In the early days of the Get Up Kids, the band would drink beer and screen shirts in Rob Pope's apartment, which they'd then sell for $5 at their shows. While they crushed and did really well, it was soon thereafter that the band realized that they'd have to find someone else to do the shirt-making for them. They went with some friends in Louisville for a while, but eventually found that they had their friends nearby making shirts already. To that end, the band partnered with Blue Collar Press, in order to meet their merchandise needs, and even bought into the company.
“We all worked there at one point or another – Rob, Ryan, and I,” Pryor recollects. “I remember cleaning screens there.”

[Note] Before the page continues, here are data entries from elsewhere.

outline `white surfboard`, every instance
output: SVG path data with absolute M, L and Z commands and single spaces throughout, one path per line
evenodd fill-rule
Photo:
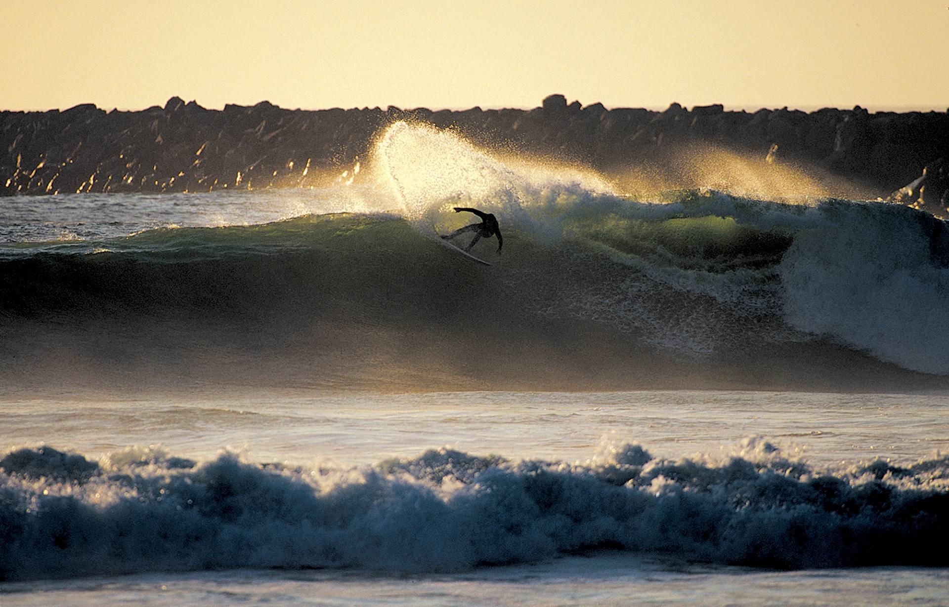
M 490 262 L 486 262 L 486 261 L 484 261 L 483 259 L 481 259 L 479 257 L 474 257 L 474 255 L 472 255 L 468 251 L 463 250 L 463 249 L 456 247 L 455 245 L 453 245 L 452 243 L 448 242 L 447 240 L 442 239 L 441 243 L 444 244 L 446 247 L 450 247 L 451 248 L 454 248 L 455 250 L 458 251 L 459 253 L 461 253 L 462 255 L 464 255 L 465 257 L 467 257 L 469 259 L 474 259 L 477 263 L 484 264 L 485 266 L 491 266 Z

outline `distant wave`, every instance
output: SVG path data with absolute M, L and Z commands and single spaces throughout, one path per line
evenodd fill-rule
M 368 327 L 356 340 L 385 336 L 377 351 L 421 334 L 473 350 L 496 331 L 505 351 L 550 353 L 581 348 L 570 332 L 596 329 L 608 336 L 596 338 L 597 349 L 612 360 L 659 352 L 702 364 L 775 344 L 807 359 L 799 344 L 819 342 L 949 376 L 949 230 L 932 215 L 714 190 L 631 200 L 595 175 L 502 161 L 405 123 L 381 138 L 376 155 L 379 207 L 395 195 L 395 213 L 0 246 L 0 333 L 26 359 L 21 331 L 49 322 L 142 340 L 168 332 L 157 318 L 251 326 L 276 347 L 289 335 L 311 340 L 316 324 L 326 334 Z M 493 240 L 478 249 L 494 267 L 441 246 L 438 233 L 471 220 L 454 206 L 498 216 L 503 256 Z M 34 324 L 18 328 L 23 320 Z M 309 354 L 344 356 L 344 341 Z
M 351 469 L 130 448 L 0 459 L 0 579 L 229 567 L 451 572 L 597 548 L 754 567 L 949 564 L 949 458 L 836 474 L 750 439 L 720 461 L 429 451 Z

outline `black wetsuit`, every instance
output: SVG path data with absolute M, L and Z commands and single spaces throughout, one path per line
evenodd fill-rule
M 473 212 L 481 218 L 481 223 L 472 224 L 470 226 L 465 226 L 464 228 L 458 228 L 450 234 L 445 234 L 442 238 L 449 239 L 455 238 L 458 234 L 464 233 L 466 231 L 474 231 L 474 238 L 472 239 L 468 246 L 464 248 L 464 251 L 467 253 L 474 246 L 474 243 L 481 240 L 482 238 L 491 238 L 492 236 L 497 236 L 497 252 L 501 252 L 501 247 L 504 245 L 504 240 L 501 238 L 501 228 L 497 225 L 497 217 L 490 212 L 484 212 L 478 211 L 477 209 L 472 209 L 470 207 L 455 207 L 455 212 L 461 211 L 467 211 L 468 212 Z

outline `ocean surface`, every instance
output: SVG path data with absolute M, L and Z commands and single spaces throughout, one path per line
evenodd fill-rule
M 0 603 L 949 605 L 947 309 L 924 212 L 404 122 L 5 198 Z

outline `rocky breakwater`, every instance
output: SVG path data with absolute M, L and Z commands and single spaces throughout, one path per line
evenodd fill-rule
M 671 166 L 684 149 L 714 146 L 805 164 L 866 184 L 881 195 L 908 186 L 927 166 L 943 166 L 940 158 L 949 156 L 944 112 L 871 114 L 859 106 L 733 112 L 678 103 L 661 112 L 608 110 L 601 103 L 568 103 L 562 95 L 529 110 L 305 111 L 268 101 L 208 110 L 176 97 L 164 107 L 139 112 L 106 113 L 85 104 L 62 112 L 0 113 L 0 193 L 308 187 L 325 179 L 326 171 L 338 175 L 364 156 L 379 129 L 397 120 L 452 127 L 481 144 L 512 146 L 605 173 L 642 162 Z M 930 193 L 940 189 L 927 187 Z M 925 200 L 922 206 L 939 205 Z

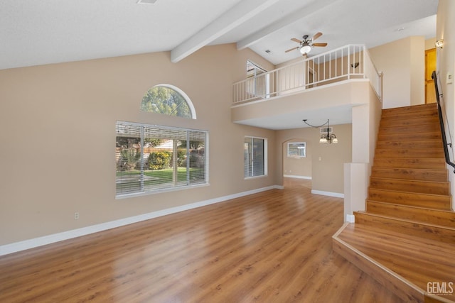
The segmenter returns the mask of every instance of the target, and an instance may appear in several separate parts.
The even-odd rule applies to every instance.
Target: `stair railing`
[[[446,158],[446,163],[449,165],[454,167],[454,173],[455,173],[455,163],[451,161],[450,155],[449,154],[449,148],[447,146],[452,147],[452,143],[447,143],[447,138],[446,137],[446,128],[444,125],[444,117],[442,115],[442,109],[441,106],[441,100],[439,99],[440,96],[442,94],[439,94],[439,89],[438,87],[438,82],[437,82],[437,76],[436,75],[436,71],[433,71],[432,73],[432,79],[434,82],[434,90],[436,92],[436,102],[438,106],[438,115],[439,116],[439,126],[441,126],[441,135],[442,136],[442,144],[444,145],[444,154]]]

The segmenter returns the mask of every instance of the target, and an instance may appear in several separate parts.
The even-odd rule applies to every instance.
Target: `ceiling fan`
[[[314,46],[318,46],[318,47],[327,46],[327,43],[313,43],[313,41],[314,41],[321,35],[322,35],[322,33],[321,32],[318,32],[315,33],[312,38],[308,38],[309,37],[308,35],[305,35],[302,37],[303,40],[301,41],[299,39],[296,39],[295,38],[293,38],[291,40],[299,43],[299,46],[289,49],[286,50],[284,53],[288,53],[294,50],[299,50],[301,54],[302,54],[303,55],[306,55],[311,50],[311,48],[313,48]]]

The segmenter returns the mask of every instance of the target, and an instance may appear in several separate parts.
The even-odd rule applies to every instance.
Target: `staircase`
[[[333,250],[405,302],[455,302],[455,213],[436,104],[383,109],[366,199]]]

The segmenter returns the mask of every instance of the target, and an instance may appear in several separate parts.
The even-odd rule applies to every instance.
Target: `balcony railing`
[[[350,79],[369,79],[380,100],[382,74],[363,45],[349,45],[234,84],[234,103],[266,99]]]

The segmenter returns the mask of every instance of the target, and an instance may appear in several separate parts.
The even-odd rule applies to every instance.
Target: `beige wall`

Ahead of the recording of last year's KickerEP and this year's Problems, Pryor went to Blue Collar and spoke with the company's Burton Parker about upping the band's merch game, which he felt had gone stagnant.
“We had just gotten new management, and I sat down with Burton and said, 'This is where we're at,' and he was like, 'Okay, we'll make it work,'” explains Pryor. “It was like, we'd been running in the same hamster wheel, and we needed everyone to come at it with fresh ideas and breathe new life into it from all aspects.”
He says that since then, it's been gangbusters, with the Get Up Kids trusting Blue Collar to create new designs for their summer tour.
“It's trying to run [the band] like an actual business, which we never did before,” explains Pryor of the Get Up Kids' newfound energy. “If that part is running smoothly, then it really opens us up to just write songs and play shows. We don't have to worry about as much of that, and so we were very comfortable making that record, which shows.”
Part of what makes the Get Up Kids' connection to Blue Collar Press so integral to the band's operations is that they use Blue Collar's sister business, Merchtable, to run their webstore. It's convenient for a couple of reasons, Pryor says.
“One thing is that, for that Replay show, we were like, 'We should sell shirts at that show!'” he offers as one reason. “It's like, 'All right – go get 'em. It's just down the street.' It's very convenient, because it's also like, 'Hey, we're going to Europe: can I swing by and get a couple of vinyls that I can stick in my suitcase?'”
It's not only pick-up, but drop-off, as well. Coming back from tour means that the Get Up Kids might have unsold shirts, hats, and assorted other merchandise, which they can then hand over to Merchtable to have sorted and added back into their store's inventory.
“It's not the same thing as owning a record, but it's still a piece of art,” says the singer about shirts and merchandise. Pryor himself, it must be noted, is a self-professed “black t-shirt and jeans kinda guy.”
“Some of my bandmates are more fashion-forward,” Pryor continues, explaining that the Get Up Kids' new LP has kind of a beach vibe on the cover. “That means a lot of pastels, but I just want to make sure that we have a one-color print on a black shirt, that's available on large and extra-large.”
Pryor and I discuss the fact that trying to puzzle out sizes and styles can be a nightmare, and that's where the knowledge and research of the BCP team comes in so handy.
“I trust them, and I trust our people, even if it's something like, 'Well, I'd never wear that,'” Pryor concludes. “But if we only sold things that I would wear, it'd just be black t-shirts and that's it.”